Şilan, Kürt Halk Önderi Abdullah Öcalan'ın esaretinin ertesi günü 16 şubat 99'da katılmış gerilla saflarına. O da 'ben partiye katılırken en büyük hayalim Cuma arkadaşı (Cemil Bayık) görmekti' diyor. Cemil Bayık'ın geldiğini duyduğunda koşarak onun yanına gidip sarılıyor ve bütün gün onun yanında sessizce oturup onu dinliyor ve en büyük hayaline ulaşıyor. Sonra koşarak mangasına gidip günlüğüne yaşadığı duygularını yazıyor.
Bir de Deyndar var tabii, bizim heyecanlı gruptan. O da ertesi gün PKK'nin öncü kadrolarının geleceğini duyduğunda bütün gece uyuyamamış. Ertesi gün onu günlük subay olarak görevlendiren arkadaşları heyecana kapılan Deyndar'ın tüm işini kendileri yapmak durumunda kalmışlar.

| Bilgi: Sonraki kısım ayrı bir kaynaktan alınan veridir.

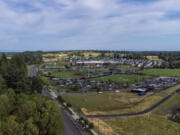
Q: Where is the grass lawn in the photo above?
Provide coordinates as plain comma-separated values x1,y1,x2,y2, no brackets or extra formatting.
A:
92,74,151,84
142,69,180,77
63,85,180,115
80,68,109,72
64,92,163,115
52,72,77,78
102,114,180,135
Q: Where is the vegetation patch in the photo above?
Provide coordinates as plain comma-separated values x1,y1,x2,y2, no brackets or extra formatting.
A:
142,69,180,77
52,72,77,78
92,74,151,84
105,114,180,135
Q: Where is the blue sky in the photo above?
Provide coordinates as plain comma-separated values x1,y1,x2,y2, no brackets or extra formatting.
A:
0,0,180,51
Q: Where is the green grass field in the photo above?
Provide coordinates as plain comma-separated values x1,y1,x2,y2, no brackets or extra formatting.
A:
52,72,77,78
102,115,180,135
92,74,151,84
63,85,180,135
142,69,180,77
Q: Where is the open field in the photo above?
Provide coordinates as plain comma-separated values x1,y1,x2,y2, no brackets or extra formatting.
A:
146,56,161,61
142,69,180,77
79,68,109,72
52,72,77,78
92,74,151,84
153,94,180,116
102,114,180,135
63,85,180,115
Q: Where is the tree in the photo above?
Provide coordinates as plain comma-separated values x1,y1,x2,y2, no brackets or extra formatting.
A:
24,118,39,135
3,116,24,135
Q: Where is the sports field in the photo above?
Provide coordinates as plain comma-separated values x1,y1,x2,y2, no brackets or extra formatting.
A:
92,74,151,84
142,69,180,77
52,72,77,78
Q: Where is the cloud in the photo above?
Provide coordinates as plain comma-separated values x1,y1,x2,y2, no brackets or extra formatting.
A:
0,0,180,48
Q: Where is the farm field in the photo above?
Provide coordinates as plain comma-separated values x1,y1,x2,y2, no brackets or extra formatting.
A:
153,94,180,116
79,68,109,72
52,72,78,78
63,85,180,115
142,69,180,77
92,74,151,84
102,114,180,135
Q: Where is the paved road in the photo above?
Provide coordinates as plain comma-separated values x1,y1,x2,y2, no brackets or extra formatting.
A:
86,90,180,119
61,108,89,135
28,65,38,77
42,88,89,135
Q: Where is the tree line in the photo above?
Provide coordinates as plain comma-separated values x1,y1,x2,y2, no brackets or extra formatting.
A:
0,53,63,135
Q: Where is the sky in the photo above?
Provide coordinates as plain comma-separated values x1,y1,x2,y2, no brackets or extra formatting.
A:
0,0,180,51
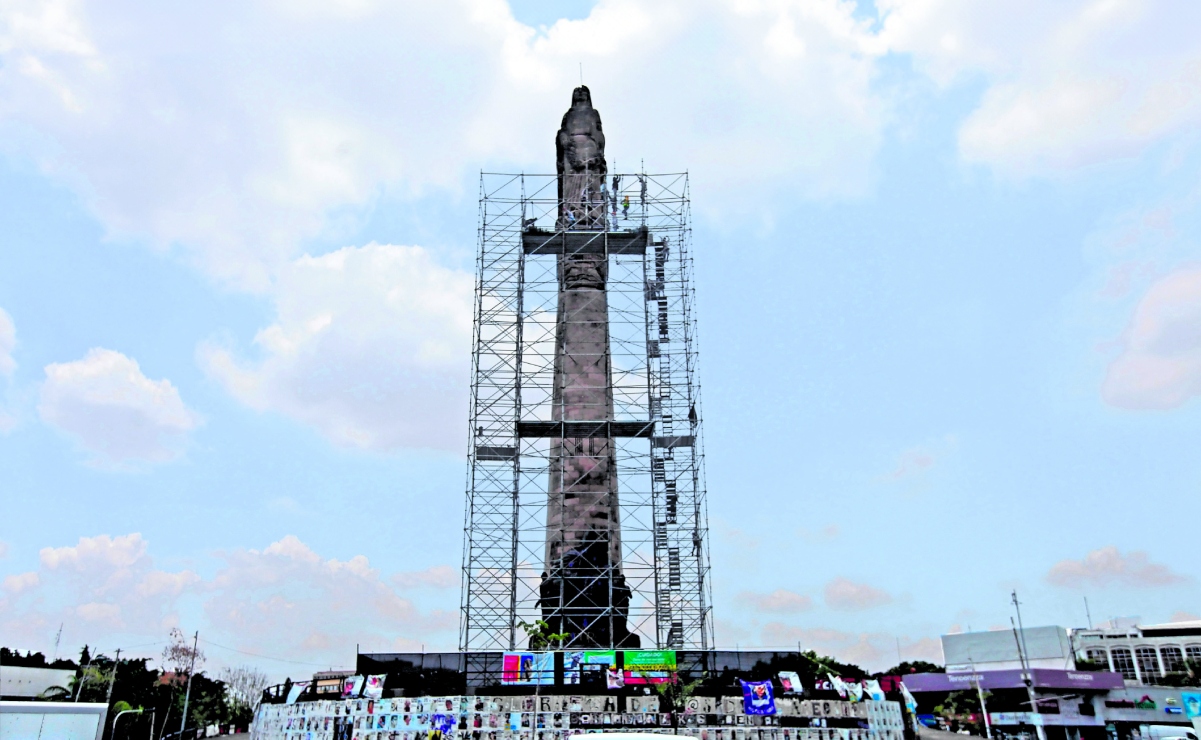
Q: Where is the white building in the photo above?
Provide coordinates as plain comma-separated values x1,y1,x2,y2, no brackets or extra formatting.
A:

Kongre öncesi son çalışmalar
Kongre salonunun dekorasyonu en çok uğraştıran ve dekoratörler de sanırım hazırlık çalışmalarında en çok yorulanlardandı. Belki onlar diğer arkadaşları gibi çok fazla kazma, kürek işleri, yük taşıma gibi ağır işleri yapmadılar, ama tüm hazırlıklar tamamlandığında ve kongrenin başlamasına yarım saat kala dahi dekoratörler stresli bir çalışmayla işlerine devam ediyorlardı. Bu durum artık delegeler içerisinde de espri konusu olmaya başlamıştı. Daha sonra dekorasyonun neden bir türlü bitmediğini daha iyi anladık.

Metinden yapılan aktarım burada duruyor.